沈黙の臓器との対話
高校生の時にNHKブックスから出版されていた「沈黙の臓器と語る」という旭川医大の第2外科
の教授水戸迪郎先生が執筆された書籍を読みました。人工肝臓や部分肝臓移植などの黎明期から
今に至る歴史をわかりやすく紐解いている書籍でした。高校生の時なのでまさか自分がお世話になる
第一外科のお隣の教授が書いた本とは知らずに人工臓器の研究はやっぱりおもろいな〜と思った記憶
しかありません。この肝臓、なかなか頑張り屋さんで病気があっても「いよいよ悪化」という段階に
なるまで症状が出てくることが少ない臓器と言われています。だからこそ、定期の健康診断を活用して
少しでも予兆を確認しておくべきなのです。肝臓の健診で調べる項目はAST (GOT)、ALT(GPT)、
γーGTPが必須とされています。肝臓の機能を考えるとごく一部の項目なのですが、いずれも優秀です。
AST ,ALTはトランスアミナーゼと呼ばれて肝臓に存在する酵素です。肝臓が何かの影響で破壊されると
血液中に増加します。基準値はAST:10〜35IU、ALT:5~40IUとされています。ASTが上昇するのは
ウイルス性肝炎が多く、ALTの上昇は脂肪肝、薬物性肝硬変、自己免疫性疾患など多彩な病気が隠れて
います。γ-GTPはアルコール性に上昇する数値ということは皆さんご存知かもしれません。

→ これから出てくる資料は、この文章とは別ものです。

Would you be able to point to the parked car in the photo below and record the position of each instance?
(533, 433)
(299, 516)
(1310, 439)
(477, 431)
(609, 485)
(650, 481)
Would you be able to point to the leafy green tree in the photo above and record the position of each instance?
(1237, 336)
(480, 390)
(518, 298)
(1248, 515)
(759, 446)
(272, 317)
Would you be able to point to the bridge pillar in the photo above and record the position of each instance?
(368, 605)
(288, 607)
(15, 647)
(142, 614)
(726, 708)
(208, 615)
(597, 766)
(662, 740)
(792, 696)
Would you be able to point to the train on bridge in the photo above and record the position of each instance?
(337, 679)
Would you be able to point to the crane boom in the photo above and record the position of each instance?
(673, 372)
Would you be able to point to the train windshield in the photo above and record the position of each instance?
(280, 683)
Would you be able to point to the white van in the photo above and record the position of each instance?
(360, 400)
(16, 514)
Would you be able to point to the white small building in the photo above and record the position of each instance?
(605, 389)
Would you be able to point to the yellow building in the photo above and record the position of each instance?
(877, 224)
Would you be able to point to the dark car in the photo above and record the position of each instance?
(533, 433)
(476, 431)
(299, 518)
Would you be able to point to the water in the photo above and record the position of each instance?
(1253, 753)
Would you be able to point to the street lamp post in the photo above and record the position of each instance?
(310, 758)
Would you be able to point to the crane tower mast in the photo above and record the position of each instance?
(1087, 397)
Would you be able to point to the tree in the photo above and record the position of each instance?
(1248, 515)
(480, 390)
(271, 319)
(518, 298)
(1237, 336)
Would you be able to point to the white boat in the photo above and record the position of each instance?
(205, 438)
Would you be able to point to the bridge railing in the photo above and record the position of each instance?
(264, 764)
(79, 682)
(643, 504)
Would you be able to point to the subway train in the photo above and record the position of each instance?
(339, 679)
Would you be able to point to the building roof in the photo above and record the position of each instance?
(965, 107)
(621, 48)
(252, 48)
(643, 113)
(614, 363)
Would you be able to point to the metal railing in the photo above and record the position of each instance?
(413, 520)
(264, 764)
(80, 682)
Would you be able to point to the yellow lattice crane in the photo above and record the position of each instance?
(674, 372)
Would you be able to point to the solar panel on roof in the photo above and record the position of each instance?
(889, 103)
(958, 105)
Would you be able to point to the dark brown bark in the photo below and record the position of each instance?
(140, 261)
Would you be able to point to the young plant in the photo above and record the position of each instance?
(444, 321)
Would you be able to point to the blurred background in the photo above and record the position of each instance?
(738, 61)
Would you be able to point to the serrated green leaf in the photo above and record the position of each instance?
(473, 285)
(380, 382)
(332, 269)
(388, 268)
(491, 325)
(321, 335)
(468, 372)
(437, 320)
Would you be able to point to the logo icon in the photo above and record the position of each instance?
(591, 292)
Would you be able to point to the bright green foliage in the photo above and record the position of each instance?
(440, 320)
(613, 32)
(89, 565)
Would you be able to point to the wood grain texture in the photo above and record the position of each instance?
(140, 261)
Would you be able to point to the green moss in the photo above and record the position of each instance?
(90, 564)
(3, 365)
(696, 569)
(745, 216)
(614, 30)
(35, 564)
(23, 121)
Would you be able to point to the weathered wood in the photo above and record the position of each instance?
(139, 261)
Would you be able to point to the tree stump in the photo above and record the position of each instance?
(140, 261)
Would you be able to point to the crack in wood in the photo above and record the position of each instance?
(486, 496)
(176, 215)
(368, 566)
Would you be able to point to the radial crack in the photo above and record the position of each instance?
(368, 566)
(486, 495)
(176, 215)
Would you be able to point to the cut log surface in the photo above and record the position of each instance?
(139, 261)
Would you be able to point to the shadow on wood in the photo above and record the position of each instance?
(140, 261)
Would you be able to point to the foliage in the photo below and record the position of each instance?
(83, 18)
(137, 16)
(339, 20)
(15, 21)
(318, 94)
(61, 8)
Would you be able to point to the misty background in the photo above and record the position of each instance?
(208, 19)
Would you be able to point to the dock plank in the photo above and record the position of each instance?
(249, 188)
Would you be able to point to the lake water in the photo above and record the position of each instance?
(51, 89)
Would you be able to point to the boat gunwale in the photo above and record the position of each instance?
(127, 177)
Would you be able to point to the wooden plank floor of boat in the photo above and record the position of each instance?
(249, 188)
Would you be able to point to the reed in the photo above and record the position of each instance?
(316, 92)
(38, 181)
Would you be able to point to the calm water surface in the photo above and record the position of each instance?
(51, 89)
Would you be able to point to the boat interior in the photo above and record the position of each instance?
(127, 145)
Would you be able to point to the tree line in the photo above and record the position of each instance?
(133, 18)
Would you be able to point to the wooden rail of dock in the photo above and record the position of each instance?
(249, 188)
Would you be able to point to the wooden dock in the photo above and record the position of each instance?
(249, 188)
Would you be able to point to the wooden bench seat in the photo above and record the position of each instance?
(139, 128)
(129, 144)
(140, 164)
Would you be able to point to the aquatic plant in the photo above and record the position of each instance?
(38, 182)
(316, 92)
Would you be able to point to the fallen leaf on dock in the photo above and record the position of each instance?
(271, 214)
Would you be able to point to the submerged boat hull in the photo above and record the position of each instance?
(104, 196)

でも、それだけではなく胆嚢や胆道と言われる胆汁の流れる部分の詰まりや鬱滞によって上昇することも
あるのです。中にはガンで胆道が圧迫されていることもあります。すべて酒のせいにしてはダメです。
ゆっくりと進行してやがては、肝硬変や発癌といった大きな健康障害に結びつくのです。異常値を放置
するのではなく精密検査を受けてみることをお勧めします。実際に症状が出てからでは、早期に発見
できた時と比較すると治療効果が減少してしまいます。病気を未然に防ぐことも当然大事なのですが、
早期発見はもっと重要であると思います。すこやか健診ぜひ受けてみてはいかがでしょうか。